Car la mobilisation, de MIRADA notamment, fut sans relâche. Elle dura jusqu’à fin janvier 2011 soit 3 mois et demi et obtint certaines victoires. Elle permit de s’assurer que LVMH cesserait toute collaboration avec Jean-Paul Guerlain, que des réparations sous forme d’un mécénat de 150000 euros pour la lutte contre la Drépanocytose soit accordé au Centre Hospitalier Robert Debré de Paris, pour qu’il agisse contre cette maladie qui touche les habitants des pays chauds et notamment les populations noires. Le fait que le CH Robert Debré prenne en charge les patients du nord est de Paris (18ème, 19ème et 20ème arr.) et du département de la Seine Saint Denis (93)  dont une partie de la population est en grande précarité, fût un facteur déterminant pour le choix du destinataire de ces fonds.  MIRADA obtint aussi que LVMH accompagne et finance les parcours éducatifs de trois jeunes défavorisés d’Outre Mer pendant 5 ans…

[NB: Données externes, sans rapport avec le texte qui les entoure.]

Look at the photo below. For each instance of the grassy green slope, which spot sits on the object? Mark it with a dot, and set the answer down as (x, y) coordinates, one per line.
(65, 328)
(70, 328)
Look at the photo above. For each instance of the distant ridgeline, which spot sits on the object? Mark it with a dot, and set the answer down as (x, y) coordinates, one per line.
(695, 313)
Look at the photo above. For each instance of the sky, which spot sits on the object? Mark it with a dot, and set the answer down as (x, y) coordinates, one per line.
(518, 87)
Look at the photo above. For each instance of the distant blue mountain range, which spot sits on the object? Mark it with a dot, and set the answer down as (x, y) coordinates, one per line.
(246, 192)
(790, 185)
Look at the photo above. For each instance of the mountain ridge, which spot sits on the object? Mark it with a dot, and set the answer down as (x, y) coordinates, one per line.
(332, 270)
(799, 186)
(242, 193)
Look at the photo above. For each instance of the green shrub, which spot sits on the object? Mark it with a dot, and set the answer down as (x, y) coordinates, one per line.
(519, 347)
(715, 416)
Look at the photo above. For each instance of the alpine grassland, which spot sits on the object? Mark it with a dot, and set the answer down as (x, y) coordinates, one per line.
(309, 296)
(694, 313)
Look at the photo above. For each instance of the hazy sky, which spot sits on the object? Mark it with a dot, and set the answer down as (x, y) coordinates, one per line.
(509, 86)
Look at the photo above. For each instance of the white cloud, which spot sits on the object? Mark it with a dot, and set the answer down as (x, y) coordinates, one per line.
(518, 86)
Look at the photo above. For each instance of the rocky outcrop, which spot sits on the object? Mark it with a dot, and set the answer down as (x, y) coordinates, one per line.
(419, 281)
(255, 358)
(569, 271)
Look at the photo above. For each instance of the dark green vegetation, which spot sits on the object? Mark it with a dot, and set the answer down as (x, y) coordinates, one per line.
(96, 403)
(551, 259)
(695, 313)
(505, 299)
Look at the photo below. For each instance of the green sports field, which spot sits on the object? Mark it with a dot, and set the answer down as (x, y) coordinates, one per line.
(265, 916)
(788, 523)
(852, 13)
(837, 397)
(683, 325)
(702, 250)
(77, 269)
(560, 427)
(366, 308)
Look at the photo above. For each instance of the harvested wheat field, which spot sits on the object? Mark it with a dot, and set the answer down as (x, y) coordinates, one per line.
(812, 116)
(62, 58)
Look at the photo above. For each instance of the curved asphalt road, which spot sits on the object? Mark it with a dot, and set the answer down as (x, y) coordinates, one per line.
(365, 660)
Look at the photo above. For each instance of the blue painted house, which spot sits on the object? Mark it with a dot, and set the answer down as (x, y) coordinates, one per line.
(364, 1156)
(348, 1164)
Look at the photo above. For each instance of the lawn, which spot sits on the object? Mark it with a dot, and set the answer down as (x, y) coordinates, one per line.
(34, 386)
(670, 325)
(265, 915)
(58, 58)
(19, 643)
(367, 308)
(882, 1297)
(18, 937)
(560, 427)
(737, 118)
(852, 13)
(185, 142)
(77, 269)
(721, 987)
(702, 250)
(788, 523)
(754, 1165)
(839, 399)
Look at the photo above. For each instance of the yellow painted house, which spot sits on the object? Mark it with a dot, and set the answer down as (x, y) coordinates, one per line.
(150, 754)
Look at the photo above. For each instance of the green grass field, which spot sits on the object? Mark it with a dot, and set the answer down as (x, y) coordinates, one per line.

Des doléances entendues et qui bénéficieront, selon Joss Rovélas, à un public plus diversifié que celui d’associations anti-racistes dont il dénonce l’attitude qu’elles auraient eu dans cette affaire Guerlain, décidément marquante. Une affaire historique aussi par les réparations obtenues et par la prise de conscience d’un certain racisme ordinaire dont de nombreux noirs ont décidé de ne plus jamais être les victimes.